When he went down to investigate the door, he, too, was reduced to sobs, unable to speak when his father demanded to know what had happened.
It smelled, Ella and Tom would later whisper to each other (long after their father had gone to smoke his pipe, hands trembling; longer still after their grandmother had finished her prayers, knotted fingers slipping over each rosary bead), like life-altering despair. It smelled like the day you find out your mother is gone, gone forever, and will never croon a song into your ear or smooth your hair or hold you too tight again.
It wasn’t something rotting or decaying behind that door, they knew. It was something growing. Something inescapable, unbearable.

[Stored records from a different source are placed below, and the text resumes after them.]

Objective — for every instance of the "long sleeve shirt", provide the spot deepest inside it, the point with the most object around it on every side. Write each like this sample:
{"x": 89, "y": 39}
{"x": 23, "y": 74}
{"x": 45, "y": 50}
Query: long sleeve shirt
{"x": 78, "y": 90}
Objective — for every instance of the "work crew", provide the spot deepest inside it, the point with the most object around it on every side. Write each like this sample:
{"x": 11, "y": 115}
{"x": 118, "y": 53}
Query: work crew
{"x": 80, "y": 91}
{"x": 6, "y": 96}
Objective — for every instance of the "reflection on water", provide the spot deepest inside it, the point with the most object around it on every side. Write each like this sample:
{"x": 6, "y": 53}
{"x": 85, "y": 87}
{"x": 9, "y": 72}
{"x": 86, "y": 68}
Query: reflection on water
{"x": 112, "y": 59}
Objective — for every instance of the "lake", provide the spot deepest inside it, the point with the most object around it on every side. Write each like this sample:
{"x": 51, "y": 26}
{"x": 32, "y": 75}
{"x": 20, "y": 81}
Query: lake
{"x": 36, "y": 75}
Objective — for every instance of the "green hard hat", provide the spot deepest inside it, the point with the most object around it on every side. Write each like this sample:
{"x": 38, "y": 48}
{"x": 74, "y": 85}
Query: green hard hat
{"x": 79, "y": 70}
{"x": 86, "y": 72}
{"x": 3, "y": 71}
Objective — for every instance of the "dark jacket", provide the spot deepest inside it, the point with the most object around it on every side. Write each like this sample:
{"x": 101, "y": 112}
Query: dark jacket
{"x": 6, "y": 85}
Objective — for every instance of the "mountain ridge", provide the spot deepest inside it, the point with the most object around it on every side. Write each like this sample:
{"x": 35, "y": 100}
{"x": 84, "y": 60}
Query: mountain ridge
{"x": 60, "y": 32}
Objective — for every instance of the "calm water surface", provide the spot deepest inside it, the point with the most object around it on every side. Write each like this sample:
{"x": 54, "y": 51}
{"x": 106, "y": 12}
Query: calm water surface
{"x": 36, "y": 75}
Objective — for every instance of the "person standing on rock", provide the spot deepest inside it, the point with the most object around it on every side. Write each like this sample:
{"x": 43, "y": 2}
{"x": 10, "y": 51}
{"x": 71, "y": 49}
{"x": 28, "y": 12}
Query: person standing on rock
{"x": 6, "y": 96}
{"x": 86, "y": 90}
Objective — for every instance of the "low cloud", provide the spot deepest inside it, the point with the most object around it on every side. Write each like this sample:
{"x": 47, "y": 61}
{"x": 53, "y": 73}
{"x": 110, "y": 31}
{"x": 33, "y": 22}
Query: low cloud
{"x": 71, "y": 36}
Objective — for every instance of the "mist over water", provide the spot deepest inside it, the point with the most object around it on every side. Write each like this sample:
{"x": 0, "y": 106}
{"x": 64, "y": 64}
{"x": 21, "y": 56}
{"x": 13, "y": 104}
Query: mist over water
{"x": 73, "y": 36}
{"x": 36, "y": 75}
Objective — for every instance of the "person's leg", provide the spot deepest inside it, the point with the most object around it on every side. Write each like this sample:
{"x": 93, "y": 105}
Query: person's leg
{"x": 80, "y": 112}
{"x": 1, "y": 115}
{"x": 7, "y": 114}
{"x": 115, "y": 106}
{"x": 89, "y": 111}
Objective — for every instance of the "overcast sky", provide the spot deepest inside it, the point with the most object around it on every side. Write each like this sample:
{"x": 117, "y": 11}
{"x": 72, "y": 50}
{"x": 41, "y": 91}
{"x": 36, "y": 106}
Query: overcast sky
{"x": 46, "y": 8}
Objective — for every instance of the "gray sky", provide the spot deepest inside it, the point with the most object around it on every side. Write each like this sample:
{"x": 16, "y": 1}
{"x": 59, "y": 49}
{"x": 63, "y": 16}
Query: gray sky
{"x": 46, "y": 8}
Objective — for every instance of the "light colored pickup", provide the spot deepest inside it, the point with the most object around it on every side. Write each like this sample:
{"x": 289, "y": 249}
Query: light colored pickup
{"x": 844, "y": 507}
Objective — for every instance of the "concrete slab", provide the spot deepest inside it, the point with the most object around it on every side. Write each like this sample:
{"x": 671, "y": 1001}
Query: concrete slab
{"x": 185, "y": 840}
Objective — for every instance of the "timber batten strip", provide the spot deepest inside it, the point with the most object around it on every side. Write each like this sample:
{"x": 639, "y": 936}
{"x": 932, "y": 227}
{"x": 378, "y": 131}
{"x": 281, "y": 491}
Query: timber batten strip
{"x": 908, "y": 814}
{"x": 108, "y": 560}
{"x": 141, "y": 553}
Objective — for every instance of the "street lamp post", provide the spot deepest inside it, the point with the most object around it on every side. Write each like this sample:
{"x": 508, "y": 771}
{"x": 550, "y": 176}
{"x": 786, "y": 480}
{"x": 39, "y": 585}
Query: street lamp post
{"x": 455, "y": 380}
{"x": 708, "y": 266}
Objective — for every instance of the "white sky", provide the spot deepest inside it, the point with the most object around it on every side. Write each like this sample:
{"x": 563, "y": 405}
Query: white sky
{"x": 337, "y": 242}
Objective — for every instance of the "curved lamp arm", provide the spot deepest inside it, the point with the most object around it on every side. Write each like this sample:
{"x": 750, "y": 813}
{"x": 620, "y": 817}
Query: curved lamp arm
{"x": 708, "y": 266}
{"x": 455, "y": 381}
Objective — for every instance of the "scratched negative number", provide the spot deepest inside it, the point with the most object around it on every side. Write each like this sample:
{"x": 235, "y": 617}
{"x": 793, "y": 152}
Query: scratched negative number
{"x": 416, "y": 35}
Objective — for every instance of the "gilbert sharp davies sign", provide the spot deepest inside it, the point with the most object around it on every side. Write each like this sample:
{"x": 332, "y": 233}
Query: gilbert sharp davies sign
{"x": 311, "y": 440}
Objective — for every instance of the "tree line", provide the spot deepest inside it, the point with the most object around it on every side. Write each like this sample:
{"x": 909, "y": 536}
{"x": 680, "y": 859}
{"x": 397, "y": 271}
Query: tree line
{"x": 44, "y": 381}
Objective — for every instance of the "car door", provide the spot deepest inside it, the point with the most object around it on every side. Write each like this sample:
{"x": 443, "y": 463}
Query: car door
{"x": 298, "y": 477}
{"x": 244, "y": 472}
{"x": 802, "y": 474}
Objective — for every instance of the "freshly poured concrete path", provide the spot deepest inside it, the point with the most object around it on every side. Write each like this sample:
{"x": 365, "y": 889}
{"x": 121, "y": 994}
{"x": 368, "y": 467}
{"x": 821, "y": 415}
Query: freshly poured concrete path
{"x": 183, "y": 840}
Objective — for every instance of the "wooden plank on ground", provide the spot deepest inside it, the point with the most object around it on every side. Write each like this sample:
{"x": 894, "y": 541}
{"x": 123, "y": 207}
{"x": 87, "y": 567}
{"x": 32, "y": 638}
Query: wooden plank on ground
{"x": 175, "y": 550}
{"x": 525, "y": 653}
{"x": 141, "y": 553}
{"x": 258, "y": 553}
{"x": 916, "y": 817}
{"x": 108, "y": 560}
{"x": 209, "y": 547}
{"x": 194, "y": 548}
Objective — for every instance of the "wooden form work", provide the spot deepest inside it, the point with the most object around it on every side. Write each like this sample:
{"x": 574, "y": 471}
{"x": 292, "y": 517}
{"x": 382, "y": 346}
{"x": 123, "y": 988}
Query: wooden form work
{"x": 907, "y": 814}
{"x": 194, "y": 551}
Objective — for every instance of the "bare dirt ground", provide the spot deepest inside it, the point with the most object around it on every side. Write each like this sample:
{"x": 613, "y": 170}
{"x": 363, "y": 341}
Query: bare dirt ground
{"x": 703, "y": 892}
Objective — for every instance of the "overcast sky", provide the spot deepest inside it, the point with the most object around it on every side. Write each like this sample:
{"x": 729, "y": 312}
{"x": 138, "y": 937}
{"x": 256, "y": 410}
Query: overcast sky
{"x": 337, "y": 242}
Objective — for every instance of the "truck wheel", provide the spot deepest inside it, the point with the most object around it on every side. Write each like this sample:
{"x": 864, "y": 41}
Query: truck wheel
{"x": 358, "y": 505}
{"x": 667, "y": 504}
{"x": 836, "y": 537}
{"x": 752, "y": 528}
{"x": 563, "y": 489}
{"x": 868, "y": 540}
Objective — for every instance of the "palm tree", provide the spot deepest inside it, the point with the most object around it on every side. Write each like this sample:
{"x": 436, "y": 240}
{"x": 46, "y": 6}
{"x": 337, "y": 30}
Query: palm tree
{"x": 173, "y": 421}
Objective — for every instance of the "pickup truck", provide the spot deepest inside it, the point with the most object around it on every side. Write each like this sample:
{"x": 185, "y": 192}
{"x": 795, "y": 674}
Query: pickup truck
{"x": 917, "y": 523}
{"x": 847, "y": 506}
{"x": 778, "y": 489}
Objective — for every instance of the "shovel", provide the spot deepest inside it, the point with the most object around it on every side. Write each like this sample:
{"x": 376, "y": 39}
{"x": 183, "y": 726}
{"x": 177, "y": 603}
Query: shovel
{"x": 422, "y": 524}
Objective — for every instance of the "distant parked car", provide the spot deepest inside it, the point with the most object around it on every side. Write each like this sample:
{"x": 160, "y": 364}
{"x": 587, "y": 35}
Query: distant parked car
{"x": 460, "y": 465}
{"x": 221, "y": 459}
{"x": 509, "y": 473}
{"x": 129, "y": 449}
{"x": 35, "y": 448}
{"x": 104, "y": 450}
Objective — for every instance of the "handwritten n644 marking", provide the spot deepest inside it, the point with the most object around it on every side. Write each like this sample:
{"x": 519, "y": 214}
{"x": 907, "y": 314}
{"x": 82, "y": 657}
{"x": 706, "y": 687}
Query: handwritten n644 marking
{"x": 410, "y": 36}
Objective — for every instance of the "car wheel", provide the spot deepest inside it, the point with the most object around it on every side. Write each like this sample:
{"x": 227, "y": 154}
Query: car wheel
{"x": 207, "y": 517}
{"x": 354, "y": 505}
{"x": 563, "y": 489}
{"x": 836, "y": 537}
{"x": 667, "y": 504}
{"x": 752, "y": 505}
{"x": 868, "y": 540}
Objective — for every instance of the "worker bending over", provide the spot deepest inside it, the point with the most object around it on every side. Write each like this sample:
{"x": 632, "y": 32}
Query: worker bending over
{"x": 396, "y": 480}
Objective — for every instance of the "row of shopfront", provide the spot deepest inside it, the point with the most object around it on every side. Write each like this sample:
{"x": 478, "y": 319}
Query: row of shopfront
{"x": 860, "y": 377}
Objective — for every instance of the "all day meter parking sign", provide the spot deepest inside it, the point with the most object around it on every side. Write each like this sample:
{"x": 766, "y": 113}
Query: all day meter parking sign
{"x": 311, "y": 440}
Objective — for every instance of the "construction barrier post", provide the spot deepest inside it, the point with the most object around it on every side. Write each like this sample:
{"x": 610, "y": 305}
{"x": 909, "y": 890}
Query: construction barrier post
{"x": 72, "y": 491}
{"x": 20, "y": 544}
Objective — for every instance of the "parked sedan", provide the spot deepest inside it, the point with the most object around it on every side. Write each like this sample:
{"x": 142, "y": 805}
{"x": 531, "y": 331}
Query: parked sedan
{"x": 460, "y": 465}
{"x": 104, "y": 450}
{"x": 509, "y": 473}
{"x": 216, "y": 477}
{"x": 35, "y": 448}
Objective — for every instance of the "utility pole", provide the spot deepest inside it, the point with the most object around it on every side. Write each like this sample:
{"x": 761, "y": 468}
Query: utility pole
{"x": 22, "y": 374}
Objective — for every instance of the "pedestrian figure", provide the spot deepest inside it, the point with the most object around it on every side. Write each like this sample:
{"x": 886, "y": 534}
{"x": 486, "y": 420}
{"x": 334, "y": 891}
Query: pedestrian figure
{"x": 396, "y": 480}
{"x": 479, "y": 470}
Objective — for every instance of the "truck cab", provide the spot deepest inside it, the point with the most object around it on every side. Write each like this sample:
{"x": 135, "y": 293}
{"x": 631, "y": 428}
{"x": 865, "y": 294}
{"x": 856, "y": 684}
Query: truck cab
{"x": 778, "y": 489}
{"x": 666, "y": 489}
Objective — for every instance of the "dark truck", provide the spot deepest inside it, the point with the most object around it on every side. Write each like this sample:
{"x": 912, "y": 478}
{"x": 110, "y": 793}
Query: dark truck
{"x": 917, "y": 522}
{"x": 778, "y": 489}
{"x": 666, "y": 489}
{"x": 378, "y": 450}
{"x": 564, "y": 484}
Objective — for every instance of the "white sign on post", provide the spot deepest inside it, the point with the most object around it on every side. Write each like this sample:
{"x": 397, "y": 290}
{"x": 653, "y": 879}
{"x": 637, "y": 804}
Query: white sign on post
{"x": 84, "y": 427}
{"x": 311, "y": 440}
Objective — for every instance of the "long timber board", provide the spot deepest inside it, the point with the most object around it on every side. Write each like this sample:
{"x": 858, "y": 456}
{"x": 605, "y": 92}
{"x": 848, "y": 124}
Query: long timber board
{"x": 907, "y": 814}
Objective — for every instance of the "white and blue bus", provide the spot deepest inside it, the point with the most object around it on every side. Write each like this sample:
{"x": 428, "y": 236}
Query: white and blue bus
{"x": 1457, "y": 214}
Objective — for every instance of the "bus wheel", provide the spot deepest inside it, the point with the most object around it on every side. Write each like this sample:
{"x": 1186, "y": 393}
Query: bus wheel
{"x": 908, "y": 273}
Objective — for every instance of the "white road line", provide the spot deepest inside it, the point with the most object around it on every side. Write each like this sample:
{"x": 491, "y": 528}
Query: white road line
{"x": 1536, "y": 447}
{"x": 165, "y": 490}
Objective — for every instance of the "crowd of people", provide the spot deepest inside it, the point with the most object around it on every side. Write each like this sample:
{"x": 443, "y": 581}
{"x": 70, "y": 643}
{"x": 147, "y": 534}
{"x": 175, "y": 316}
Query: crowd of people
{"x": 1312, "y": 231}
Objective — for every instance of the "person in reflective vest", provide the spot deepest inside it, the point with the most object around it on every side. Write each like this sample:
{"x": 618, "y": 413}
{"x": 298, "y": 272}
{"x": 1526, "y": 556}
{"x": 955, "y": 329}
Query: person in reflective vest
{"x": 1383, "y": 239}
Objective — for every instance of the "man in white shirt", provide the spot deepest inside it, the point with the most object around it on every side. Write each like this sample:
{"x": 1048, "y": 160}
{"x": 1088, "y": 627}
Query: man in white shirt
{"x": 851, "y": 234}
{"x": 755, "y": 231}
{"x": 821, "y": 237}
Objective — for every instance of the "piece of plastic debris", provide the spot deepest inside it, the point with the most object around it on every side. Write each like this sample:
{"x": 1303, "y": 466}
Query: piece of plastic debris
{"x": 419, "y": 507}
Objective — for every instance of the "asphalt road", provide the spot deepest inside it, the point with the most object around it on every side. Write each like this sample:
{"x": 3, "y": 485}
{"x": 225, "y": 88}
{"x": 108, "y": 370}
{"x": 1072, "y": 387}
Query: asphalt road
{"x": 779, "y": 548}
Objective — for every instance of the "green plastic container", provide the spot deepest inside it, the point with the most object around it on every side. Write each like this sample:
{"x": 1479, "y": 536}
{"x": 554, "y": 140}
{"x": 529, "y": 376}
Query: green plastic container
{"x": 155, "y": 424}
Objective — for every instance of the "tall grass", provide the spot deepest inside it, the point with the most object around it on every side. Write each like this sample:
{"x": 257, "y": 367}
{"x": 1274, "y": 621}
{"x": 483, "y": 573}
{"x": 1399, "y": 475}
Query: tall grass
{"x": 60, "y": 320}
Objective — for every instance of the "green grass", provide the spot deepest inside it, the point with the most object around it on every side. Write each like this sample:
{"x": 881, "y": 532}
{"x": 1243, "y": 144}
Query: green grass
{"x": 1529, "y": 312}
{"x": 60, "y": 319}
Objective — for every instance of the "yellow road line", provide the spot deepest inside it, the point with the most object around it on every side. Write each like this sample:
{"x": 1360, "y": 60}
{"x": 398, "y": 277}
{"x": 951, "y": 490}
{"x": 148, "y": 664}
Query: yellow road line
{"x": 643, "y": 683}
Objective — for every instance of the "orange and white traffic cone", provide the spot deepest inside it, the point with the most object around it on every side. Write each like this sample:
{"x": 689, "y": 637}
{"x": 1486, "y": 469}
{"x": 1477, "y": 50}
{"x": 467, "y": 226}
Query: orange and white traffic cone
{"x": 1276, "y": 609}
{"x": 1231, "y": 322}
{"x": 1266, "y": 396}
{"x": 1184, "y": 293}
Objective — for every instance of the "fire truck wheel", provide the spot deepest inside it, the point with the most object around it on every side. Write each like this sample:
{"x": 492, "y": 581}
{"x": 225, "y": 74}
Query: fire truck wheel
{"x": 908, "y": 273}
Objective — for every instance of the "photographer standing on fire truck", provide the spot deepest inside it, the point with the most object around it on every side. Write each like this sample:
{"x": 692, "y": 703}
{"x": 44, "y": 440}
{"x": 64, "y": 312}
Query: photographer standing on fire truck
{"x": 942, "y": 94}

They clung to each other until they slept, and in the morning, they pretended it was all a dream, a memory of a memory, and never spoke of it again.
Their father looked for the key to that door everywhere, certain that once he found it, he would find his wife and the answer to her disappearance. He could not remember what Lydia had kept in there, or if the door had been there before she had gone, or really, if Lydia had ever even been down to the cellar…or the way Lydia’s hair shone in the sun, or what her eyes looked like in the morning, or what her favorite color had been, or the way her hand had felt in his.
It was odd, but he could hardly remember anything of Lydia at all.
Early the next morning, he woke his family without so much as a word, locked up the house with a set of iron keys, and together, they walked down the long dirt road. He found them room and board in town, and that night, he tucked his children in and kissed his mother on the cheek.
Just before midnight, he climbed Fairling Hill. The well was dark when he peered into it—so dark that the quiet water seemed to swallow up the moon’s reflection. He dropped his set of keys down into the depths, listening for the clank against cold cobblestone, the inevitable splash when they broke the water’s surface.
He stood there, shivering, until the sun warmed the horizon, waiting (waiting, waiting) for a sound that never came.